As for the question of whether we're prepared, yes and no. We have protocols in place, massive organisations that monitor such diseases, but nature is deadly and unpredictable. So much so, I really don't actually like thinking about it all that much. The thought that the relative comfort of our everyday lives could in theory, in less than a year, be shattered by something so small we can't even see it with the naked eye.

Toadfish1:
You guys do know the CDC exists solely for the purpose of making sure something like this doesn't happen, right?

Yep, and much like the big, badass marines in aliens, even all their preparation could be made a mockery of by just one particularly vicious bug. Not saying they don't have any point to exist, of course they have all the reason in the world to exist, they've probably stopped several serious threats in the time they've been operating, and god knows how much of a contribution such organisations make to science in general through their research, but fact is, they're still only human.

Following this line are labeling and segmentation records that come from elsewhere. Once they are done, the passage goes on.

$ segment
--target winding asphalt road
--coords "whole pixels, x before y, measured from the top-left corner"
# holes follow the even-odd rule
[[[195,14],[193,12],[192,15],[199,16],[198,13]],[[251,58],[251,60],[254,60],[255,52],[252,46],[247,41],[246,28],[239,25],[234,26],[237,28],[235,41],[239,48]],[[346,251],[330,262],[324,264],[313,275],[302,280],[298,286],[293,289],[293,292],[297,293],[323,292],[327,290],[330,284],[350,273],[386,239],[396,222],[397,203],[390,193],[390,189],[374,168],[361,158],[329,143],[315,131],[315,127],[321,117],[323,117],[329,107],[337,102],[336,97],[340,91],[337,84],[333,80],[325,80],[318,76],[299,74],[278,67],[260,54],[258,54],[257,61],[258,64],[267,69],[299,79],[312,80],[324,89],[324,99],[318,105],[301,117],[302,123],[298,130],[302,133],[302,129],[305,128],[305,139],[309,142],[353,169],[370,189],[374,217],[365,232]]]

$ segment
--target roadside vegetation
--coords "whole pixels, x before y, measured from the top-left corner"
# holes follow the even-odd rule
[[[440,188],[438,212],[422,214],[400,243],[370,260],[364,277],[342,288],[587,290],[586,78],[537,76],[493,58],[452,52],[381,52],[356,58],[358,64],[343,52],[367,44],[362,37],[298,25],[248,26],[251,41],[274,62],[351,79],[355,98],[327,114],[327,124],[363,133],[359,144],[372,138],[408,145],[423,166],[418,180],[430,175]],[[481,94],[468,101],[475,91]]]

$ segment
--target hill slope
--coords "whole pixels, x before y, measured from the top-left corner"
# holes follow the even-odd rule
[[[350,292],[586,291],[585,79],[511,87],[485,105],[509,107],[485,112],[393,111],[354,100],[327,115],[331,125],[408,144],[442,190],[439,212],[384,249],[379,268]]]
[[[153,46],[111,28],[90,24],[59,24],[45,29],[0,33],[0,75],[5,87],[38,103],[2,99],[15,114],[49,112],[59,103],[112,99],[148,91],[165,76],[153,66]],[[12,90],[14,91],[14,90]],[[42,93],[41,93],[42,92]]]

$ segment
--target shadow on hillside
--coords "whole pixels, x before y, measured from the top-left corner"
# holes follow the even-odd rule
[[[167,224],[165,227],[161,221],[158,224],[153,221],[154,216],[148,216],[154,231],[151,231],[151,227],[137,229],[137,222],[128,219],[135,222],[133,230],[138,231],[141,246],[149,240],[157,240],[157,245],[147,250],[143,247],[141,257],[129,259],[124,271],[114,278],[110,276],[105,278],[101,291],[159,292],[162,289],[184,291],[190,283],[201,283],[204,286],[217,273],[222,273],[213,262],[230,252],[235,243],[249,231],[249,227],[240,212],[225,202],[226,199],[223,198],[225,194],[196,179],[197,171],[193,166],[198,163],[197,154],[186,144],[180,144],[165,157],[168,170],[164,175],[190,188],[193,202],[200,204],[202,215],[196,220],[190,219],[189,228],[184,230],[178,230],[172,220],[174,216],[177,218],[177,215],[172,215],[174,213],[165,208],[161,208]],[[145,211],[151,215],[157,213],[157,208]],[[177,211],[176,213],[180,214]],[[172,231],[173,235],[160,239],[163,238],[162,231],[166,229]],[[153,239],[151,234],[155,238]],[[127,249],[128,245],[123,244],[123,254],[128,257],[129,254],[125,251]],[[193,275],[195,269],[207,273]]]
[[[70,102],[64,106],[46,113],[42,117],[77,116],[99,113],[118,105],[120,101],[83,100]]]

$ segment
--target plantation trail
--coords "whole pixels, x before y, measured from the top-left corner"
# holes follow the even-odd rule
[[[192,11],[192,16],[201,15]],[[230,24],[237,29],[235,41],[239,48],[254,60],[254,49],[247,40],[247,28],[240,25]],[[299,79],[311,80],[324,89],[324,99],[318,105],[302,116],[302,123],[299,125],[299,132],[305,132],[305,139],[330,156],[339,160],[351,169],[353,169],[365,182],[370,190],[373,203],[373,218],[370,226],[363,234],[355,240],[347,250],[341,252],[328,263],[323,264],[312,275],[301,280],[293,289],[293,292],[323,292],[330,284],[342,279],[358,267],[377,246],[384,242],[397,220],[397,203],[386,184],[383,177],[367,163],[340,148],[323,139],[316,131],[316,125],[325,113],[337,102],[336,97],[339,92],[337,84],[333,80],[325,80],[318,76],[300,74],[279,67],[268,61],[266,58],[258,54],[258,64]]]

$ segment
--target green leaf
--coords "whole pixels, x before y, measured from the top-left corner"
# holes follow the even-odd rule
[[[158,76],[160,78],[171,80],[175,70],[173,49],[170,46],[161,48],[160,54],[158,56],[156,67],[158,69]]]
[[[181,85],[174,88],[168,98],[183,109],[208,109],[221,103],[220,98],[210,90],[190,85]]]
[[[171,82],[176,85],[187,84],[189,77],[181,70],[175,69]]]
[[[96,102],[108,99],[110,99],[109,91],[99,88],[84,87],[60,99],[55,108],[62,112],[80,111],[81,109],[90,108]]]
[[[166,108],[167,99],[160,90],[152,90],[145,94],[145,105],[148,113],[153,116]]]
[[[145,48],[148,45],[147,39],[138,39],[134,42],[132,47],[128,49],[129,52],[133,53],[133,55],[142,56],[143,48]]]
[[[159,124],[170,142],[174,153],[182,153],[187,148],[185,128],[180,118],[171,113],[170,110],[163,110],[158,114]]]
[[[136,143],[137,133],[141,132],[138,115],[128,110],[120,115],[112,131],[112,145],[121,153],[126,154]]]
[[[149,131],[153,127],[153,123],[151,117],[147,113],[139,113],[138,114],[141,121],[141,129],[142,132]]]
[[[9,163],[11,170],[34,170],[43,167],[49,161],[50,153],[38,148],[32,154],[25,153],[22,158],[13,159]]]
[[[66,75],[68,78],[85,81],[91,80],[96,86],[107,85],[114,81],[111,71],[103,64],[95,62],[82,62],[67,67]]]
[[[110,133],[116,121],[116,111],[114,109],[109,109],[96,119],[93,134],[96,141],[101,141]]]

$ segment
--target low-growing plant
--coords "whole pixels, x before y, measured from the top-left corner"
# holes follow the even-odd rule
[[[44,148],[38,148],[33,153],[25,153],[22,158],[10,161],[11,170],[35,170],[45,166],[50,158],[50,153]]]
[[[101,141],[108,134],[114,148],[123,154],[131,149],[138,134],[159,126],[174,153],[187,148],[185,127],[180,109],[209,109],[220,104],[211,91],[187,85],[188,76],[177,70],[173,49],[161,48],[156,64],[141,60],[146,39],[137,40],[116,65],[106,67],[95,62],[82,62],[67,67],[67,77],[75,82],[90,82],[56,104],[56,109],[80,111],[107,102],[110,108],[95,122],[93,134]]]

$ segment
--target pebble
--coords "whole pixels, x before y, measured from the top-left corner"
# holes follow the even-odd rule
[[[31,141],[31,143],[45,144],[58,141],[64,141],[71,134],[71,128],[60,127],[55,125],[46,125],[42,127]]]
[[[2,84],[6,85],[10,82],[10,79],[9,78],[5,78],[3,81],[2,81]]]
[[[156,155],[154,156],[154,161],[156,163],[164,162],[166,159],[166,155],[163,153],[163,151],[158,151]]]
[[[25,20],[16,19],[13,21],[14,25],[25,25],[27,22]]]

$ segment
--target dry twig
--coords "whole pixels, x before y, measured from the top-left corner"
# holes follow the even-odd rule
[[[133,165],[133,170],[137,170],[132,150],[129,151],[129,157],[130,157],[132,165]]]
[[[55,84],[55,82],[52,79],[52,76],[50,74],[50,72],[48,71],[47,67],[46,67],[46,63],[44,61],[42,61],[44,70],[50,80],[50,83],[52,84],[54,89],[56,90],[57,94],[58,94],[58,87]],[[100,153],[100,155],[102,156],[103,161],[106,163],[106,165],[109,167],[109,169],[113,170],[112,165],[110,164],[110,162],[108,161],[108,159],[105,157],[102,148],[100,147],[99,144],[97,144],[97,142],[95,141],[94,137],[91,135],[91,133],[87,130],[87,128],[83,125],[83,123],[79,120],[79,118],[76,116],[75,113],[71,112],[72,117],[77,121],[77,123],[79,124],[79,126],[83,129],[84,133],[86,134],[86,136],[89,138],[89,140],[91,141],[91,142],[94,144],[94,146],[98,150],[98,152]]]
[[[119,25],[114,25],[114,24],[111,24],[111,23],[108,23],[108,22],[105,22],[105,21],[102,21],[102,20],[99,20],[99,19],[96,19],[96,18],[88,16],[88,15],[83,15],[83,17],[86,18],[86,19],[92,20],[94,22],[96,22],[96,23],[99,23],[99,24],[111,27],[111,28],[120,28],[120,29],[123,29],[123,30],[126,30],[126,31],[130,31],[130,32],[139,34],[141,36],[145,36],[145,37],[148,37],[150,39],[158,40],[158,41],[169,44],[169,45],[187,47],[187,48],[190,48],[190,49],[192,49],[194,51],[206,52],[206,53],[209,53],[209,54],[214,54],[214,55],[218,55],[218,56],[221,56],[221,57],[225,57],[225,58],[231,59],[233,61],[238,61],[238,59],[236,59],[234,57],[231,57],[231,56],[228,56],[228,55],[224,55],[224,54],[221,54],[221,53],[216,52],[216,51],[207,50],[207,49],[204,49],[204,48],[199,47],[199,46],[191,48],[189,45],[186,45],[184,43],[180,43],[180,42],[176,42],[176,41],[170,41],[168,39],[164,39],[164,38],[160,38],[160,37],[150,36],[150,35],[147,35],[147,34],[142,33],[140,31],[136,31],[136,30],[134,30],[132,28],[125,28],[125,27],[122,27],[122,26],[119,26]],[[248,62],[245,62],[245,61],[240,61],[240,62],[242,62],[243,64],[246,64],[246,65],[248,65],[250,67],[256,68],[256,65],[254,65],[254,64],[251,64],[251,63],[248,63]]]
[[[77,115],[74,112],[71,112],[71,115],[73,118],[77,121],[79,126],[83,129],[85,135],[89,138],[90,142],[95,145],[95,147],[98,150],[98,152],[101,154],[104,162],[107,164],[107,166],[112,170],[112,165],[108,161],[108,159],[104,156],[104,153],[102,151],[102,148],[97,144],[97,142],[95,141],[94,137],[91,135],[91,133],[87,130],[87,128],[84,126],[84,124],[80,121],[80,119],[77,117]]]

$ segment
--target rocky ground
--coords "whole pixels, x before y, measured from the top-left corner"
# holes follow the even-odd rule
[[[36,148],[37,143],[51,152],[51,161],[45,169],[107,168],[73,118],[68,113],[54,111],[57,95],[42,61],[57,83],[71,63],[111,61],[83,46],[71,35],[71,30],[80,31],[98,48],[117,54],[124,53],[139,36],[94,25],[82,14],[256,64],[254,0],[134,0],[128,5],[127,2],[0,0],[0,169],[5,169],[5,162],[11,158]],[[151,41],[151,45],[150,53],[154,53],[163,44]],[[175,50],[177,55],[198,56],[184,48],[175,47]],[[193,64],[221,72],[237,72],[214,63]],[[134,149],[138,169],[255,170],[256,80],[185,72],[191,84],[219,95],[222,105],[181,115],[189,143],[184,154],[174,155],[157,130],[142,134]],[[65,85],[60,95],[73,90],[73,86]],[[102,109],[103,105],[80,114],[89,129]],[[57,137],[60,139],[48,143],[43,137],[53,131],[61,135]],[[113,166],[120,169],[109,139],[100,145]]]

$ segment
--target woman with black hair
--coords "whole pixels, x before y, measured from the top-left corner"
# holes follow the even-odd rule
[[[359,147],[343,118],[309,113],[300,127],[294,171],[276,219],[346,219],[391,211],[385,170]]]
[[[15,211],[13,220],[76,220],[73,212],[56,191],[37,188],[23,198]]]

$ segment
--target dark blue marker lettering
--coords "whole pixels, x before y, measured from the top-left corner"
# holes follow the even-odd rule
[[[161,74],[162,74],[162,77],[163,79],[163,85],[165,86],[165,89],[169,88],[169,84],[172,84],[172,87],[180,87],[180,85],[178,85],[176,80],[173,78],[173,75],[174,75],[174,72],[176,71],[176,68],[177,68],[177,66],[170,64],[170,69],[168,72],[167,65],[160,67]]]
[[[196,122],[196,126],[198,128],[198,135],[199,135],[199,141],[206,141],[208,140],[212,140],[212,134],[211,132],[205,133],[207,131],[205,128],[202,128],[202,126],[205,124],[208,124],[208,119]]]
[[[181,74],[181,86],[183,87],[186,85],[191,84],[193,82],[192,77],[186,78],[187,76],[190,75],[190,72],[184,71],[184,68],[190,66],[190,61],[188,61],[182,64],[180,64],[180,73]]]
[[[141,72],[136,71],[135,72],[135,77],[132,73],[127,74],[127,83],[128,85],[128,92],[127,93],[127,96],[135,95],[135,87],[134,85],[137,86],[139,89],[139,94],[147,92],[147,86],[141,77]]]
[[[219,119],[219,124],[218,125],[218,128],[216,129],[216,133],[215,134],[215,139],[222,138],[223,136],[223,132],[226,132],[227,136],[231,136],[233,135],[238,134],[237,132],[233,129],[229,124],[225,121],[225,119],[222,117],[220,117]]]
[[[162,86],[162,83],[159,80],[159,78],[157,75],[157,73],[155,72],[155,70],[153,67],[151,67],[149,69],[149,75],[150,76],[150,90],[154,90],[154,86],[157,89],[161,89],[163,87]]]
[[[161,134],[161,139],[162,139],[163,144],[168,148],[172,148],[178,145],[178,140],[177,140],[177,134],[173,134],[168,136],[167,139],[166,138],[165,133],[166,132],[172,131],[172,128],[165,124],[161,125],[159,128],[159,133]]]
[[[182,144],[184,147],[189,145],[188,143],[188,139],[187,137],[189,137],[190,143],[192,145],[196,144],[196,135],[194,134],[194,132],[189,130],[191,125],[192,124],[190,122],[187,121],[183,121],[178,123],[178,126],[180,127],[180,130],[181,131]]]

I'm still in the boat that people inappropriately/over use anti-biotics, especially with the use of anti-bacterial soap & hand gels. It's weakening our immune systems and allowing strong, resistant bacteria to get an edge. Also the fact the anti-biotics are killing the good bacteria that help your body.

Anti-biotics should only be used in hospitals and when people are seriously sick.

Otherwise, if you're a healthy person, regular old soap and water will help prevent the spread of the minor illnesses just fine. Building a strong immune system by eating right, exercising, & not over using antibacterial products will take care of the rest.

Ultimately, we've got the people who over use the antibacterial stuff combined with people at the other end of the extreme who find it too inconvenient to wash their hands ever. People who never wash their hands spread the diseases, the people with the weaken immune systems thanks to antibacterial over use strengthen the disease. The over used antibacterial people are easy targets and the stronger disease resulting from them easily passes between the people that never wash their hands, killing a large portion of them. Children and Elderly will be the easiest targets as usual.

So yeah, I think we are in store for a major pandemic that will bring our modern world to it's knees.